Accertato, in particolare, che il contratto con il quale G. M. affitto’ il fondo per cui e’ controversia fu stipulato il 1 febbraio 1992 con gli usufruttuari T. e C. e che il diritto di usufrutto si e’ consolidato alla nuda proprieta’ a seguito della morte dell’ultima concedente C. (*****), deve dichiararsi che il contratto in questione e’ cessato al termine del quinto anno successivo alla data della morte della predetta C. (*****).

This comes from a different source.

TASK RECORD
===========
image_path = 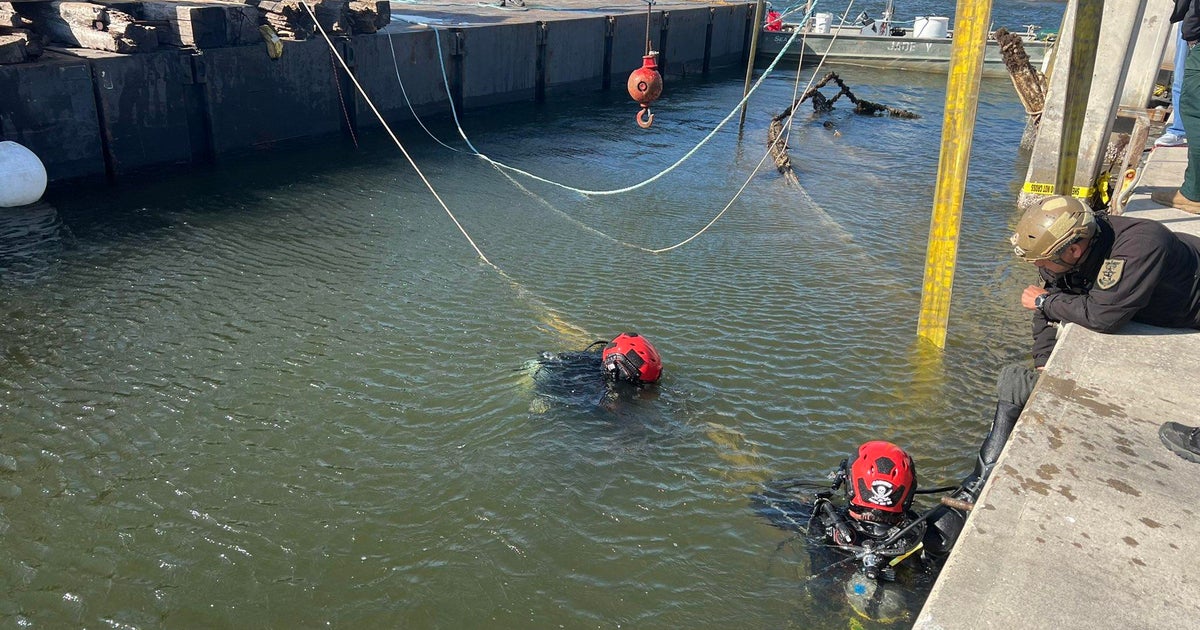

Segue la condanna del controricorrente G.M. al pagamento delle spese del presente giudizio di cassazione e del giudizio di appello, liquidate come in dispositivo.

P.Q.M.

La Corte Suprema di Cassazione, Terza Sezione Civile, accoglie il ricorso e cassa senza rinvio la sentenza impugnata; decidendo nel merito, dichiara cessato il contratto di affitto al 10 novembre 2001;

condanna il controricorrente G.M. al pagamento delle spese del giudizio di cassazione, che liquida in complessivi Euro 3.200,00 dei quali Euro 3.000,00 per onorari, oltre spese generali e accessori come per legge; liquida le spese del giudizio di appello in complessivi Euro 4.000,00, oltre spese generali e accessori come per legge.

Cosi’ deciso in Roma, il 17 novembre 2009.